The CCCB, however, remains a member of the CCC.

“Some of the denominations of the Canadian Council of Churches continue to participate fully and others, for reasons of their own size or polity or understanding of interfaith relations, are not able to do so at this time,” said CCC general secretary Rev. Dr. Karen Hamilton.

The Interfaith Partnership lived on past the 2010 G8/G20 event at first because it had received a grant from Citizenship and Immigration Canada to involve local communities across Canada in interfaith dialogue with Members of Parliament. While the group remained together over a year to monitor that project, members of the dialogue began to discuss the possibility of a more permanent conversation. As it stands the group has no budget and no formal goals beyond a willingness to explore areas of mutual concern which include “issues of poverty, millennium development goals, making life more livable for the people of God’s world,” said Hamilton.

The CCCB expects tighter definitions and goals for its interfaith work.

“The Catholic Church is deeply committed to interfaith conversations and work and has a theological understanding for this,” said Laprise. “Few, if any, other Christian communities have yet to develop this theological basis for interfaith relations.”

The CCCB is represented on the Canadian Council of Churches interfaith reference group and is involved in the National Christian-Muslim Liaison Committee and the Canadian Christian-Jewish Consultation.

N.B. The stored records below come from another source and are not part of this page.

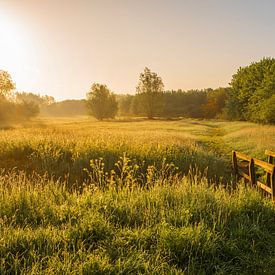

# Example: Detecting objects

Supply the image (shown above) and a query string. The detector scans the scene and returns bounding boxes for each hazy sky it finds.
[0,0,275,100]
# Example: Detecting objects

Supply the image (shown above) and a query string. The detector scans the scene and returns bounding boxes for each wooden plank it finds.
[235,151,251,162]
[254,158,274,173]
[257,181,272,194]
[265,150,275,158]
[238,171,251,181]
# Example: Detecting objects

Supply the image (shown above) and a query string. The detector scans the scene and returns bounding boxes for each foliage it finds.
[201,88,230,118]
[16,92,55,106]
[229,57,275,123]
[0,99,39,124]
[87,83,118,120]
[0,72,40,124]
[0,97,14,123]
[116,94,135,116]
[40,99,88,117]
[117,88,231,119]
[136,67,164,119]
[255,94,275,124]
[17,100,40,119]
[161,89,208,118]
[0,70,15,98]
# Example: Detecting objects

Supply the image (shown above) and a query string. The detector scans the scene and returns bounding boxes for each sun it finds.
[0,9,33,74]
[0,8,37,91]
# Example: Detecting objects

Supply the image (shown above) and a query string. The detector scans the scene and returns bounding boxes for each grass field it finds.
[0,117,275,274]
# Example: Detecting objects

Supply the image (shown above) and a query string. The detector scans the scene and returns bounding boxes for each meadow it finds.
[0,117,275,274]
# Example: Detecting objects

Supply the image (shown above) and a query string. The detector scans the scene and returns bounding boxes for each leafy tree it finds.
[117,94,135,116]
[0,71,15,123]
[0,72,40,124]
[16,92,55,107]
[248,94,275,124]
[86,83,118,120]
[41,99,87,117]
[202,87,229,118]
[229,57,275,123]
[136,67,164,119]
[0,97,13,122]
[0,70,15,98]
[42,95,55,105]
[16,101,40,120]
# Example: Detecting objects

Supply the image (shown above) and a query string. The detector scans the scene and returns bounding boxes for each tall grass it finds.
[0,118,235,186]
[0,168,274,274]
[0,117,274,273]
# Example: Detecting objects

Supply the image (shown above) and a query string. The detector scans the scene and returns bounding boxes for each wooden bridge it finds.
[232,150,275,202]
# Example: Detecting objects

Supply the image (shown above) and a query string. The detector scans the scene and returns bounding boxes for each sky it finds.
[0,0,275,101]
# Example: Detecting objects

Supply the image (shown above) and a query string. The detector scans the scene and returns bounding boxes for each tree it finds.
[16,101,40,120]
[201,87,229,118]
[41,99,87,117]
[117,94,135,116]
[229,57,275,123]
[86,83,118,120]
[42,95,55,105]
[16,92,55,106]
[136,67,164,119]
[0,70,15,99]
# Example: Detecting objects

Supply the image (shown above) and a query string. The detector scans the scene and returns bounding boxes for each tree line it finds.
[0,71,51,124]
[117,87,229,119]
[0,57,274,124]
[87,58,275,123]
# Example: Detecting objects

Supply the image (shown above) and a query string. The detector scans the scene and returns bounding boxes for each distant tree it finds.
[201,87,229,118]
[86,83,118,120]
[16,92,55,106]
[0,97,14,122]
[0,70,15,98]
[42,95,55,105]
[0,71,15,123]
[229,57,275,123]
[182,89,208,118]
[16,101,40,120]
[117,94,135,116]
[16,92,43,106]
[40,99,87,117]
[136,67,164,119]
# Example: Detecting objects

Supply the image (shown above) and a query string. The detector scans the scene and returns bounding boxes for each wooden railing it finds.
[232,150,275,202]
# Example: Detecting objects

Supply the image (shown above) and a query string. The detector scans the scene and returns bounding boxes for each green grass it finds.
[0,117,275,274]
[1,170,275,274]
[0,117,273,185]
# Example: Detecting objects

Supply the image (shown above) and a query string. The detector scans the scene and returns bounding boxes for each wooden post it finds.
[232,151,238,189]
[249,158,256,186]
[266,154,274,187]
[271,166,275,202]
[232,151,238,175]
[268,155,274,164]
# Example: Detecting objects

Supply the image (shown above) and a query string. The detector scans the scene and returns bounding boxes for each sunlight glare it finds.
[0,10,36,86]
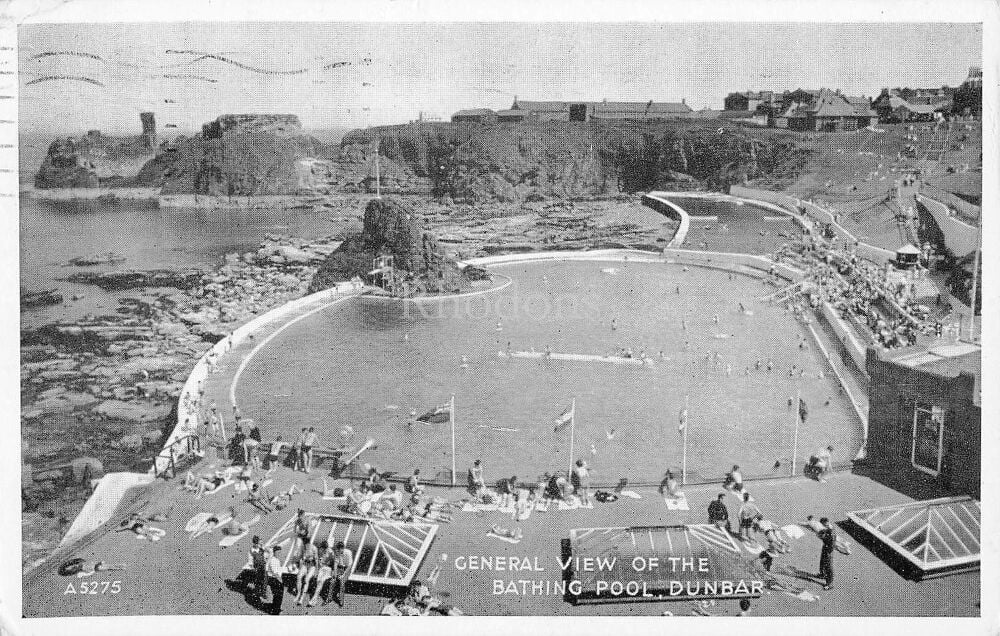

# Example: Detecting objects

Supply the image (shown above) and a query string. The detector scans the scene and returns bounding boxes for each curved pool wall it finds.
[230,248,869,485]
[163,280,364,473]
[641,192,690,246]
[915,193,979,257]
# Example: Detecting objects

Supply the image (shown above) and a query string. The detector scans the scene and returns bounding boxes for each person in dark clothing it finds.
[755,548,774,572]
[817,517,836,590]
[229,426,246,464]
[708,493,731,533]
[249,536,269,603]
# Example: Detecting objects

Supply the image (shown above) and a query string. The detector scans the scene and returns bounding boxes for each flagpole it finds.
[567,398,576,478]
[682,394,689,485]
[791,390,801,478]
[450,394,456,487]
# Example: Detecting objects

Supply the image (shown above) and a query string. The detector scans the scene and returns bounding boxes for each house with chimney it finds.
[780,89,876,132]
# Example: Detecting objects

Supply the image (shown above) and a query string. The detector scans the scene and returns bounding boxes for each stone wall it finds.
[865,348,980,497]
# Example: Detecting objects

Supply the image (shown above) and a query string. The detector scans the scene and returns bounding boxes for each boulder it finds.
[94,400,172,423]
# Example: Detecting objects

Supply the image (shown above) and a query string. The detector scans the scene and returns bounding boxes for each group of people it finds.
[235,534,352,614]
[709,464,847,591]
[778,236,943,351]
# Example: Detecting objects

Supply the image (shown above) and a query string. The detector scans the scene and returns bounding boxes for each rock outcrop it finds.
[309,197,481,295]
[34,113,157,189]
[136,114,331,196]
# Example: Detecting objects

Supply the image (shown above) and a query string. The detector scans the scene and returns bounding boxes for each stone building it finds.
[865,345,981,498]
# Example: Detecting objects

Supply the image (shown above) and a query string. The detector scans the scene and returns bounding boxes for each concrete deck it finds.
[22,456,979,617]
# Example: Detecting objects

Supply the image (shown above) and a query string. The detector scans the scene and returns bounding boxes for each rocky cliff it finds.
[34,114,157,189]
[37,115,810,199]
[135,114,333,196]
[341,121,809,202]
[308,197,483,295]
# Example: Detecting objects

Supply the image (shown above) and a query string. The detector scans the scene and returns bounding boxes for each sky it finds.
[18,22,982,135]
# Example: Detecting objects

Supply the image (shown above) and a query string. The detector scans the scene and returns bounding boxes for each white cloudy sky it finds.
[18,22,981,135]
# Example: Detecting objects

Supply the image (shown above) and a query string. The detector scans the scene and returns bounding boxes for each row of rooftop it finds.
[451,67,983,132]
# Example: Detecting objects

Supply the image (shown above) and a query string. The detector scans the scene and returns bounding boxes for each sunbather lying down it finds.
[491,525,523,540]
[116,513,165,541]
[271,483,302,510]
[58,558,128,577]
[190,508,235,538]
[182,471,228,498]
[76,561,127,577]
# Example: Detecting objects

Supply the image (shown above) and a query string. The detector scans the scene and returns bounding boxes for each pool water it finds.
[668,195,802,255]
[237,260,861,486]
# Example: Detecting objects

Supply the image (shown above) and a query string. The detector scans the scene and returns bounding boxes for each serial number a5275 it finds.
[64,581,122,595]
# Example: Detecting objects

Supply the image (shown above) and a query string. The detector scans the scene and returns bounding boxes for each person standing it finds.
[249,536,269,604]
[328,540,354,607]
[265,435,284,470]
[738,492,761,541]
[468,460,485,496]
[708,493,731,533]
[572,460,591,506]
[817,517,836,590]
[265,545,285,614]
[292,428,308,472]
[302,427,318,474]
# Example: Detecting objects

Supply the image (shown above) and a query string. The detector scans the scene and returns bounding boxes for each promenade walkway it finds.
[21,456,978,617]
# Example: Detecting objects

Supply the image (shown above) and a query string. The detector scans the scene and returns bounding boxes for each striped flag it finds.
[798,398,808,424]
[678,406,688,433]
[554,403,574,430]
[416,401,452,424]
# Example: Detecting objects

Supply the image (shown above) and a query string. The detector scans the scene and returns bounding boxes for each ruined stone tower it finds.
[140,112,156,150]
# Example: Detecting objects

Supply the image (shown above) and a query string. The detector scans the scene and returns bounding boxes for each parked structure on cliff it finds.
[504,97,693,122]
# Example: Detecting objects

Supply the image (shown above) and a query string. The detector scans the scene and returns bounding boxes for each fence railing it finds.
[153,434,202,480]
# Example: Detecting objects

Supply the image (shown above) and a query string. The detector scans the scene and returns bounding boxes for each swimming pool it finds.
[236,259,862,486]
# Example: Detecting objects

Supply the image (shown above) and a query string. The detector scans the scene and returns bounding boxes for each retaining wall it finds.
[915,193,979,257]
[730,186,896,265]
[641,192,690,247]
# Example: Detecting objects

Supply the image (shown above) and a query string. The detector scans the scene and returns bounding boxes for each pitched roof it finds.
[452,108,496,117]
[807,90,876,118]
[495,109,527,118]
[889,96,941,115]
[512,100,569,112]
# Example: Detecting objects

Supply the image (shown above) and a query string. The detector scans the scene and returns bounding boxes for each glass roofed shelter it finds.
[847,496,980,579]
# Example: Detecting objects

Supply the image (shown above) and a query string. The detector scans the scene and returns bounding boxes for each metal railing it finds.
[153,434,202,480]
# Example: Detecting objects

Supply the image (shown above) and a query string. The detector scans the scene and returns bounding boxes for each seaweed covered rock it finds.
[309,197,477,296]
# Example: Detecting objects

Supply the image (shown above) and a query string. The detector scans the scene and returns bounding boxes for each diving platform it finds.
[498,350,655,367]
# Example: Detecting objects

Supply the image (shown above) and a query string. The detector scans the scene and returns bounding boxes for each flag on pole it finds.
[416,401,452,424]
[798,398,808,424]
[554,403,574,431]
[678,406,688,433]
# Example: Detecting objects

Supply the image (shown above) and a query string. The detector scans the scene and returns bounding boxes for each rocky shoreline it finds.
[20,232,341,568]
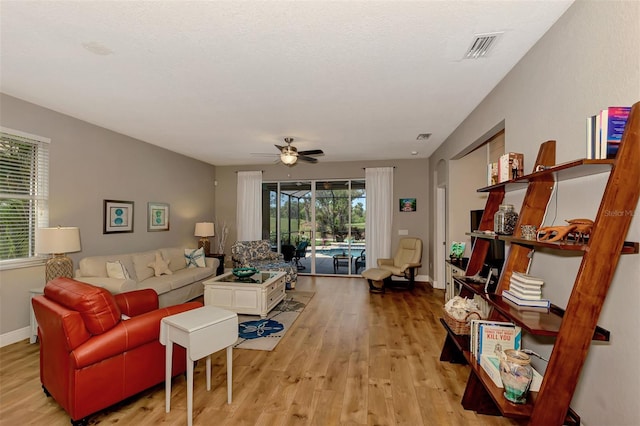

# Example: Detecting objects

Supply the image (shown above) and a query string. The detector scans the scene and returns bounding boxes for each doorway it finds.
[262,179,366,276]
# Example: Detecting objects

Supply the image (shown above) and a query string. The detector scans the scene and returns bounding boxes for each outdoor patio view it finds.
[262,180,365,275]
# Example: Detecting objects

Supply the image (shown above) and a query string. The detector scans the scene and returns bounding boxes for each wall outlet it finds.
[398,229,408,235]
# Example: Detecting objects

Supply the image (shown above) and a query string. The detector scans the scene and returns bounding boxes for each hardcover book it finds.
[498,153,524,183]
[470,319,521,363]
[503,290,551,308]
[508,283,542,299]
[511,271,544,286]
[478,322,522,361]
[600,106,631,159]
[503,297,550,314]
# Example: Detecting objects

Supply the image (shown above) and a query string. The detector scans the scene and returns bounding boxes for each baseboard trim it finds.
[1,326,30,348]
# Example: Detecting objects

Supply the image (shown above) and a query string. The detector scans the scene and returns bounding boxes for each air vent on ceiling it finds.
[416,133,432,141]
[464,32,503,59]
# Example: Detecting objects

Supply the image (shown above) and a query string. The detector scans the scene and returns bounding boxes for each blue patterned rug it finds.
[233,291,314,351]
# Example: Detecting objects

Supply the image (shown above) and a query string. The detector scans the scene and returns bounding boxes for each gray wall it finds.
[429,1,640,424]
[0,94,216,337]
[214,158,429,272]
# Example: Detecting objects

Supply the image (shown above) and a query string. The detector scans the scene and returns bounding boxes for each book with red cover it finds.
[600,106,631,159]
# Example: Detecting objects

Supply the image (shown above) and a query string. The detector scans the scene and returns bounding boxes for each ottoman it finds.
[361,268,392,293]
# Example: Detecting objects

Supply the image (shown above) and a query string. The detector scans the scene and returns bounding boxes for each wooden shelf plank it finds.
[441,319,582,424]
[467,233,639,254]
[454,277,611,341]
[502,236,639,254]
[477,159,614,193]
[465,352,534,418]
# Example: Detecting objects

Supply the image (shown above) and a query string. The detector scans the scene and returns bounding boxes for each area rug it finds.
[233,291,314,351]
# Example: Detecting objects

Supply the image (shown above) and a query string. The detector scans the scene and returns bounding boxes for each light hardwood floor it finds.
[0,277,523,425]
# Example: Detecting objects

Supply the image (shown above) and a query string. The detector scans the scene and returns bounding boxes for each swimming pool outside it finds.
[314,247,364,257]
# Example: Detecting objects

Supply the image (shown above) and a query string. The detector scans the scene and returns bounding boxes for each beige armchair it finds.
[377,237,422,288]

Its Episcopal Commission for Christian Unity, Religious Relations with the Jews and Interfaith Dialogue has open files seeking possible conversation with Hindus and Buddhists. “There is no other Church in Canada as deeply or extensively involved in interfaith concerns,” said Laprise.

The CCCB wants to encourage and strengthen local interfaith groups such as the Toronto Area Interfaith Council.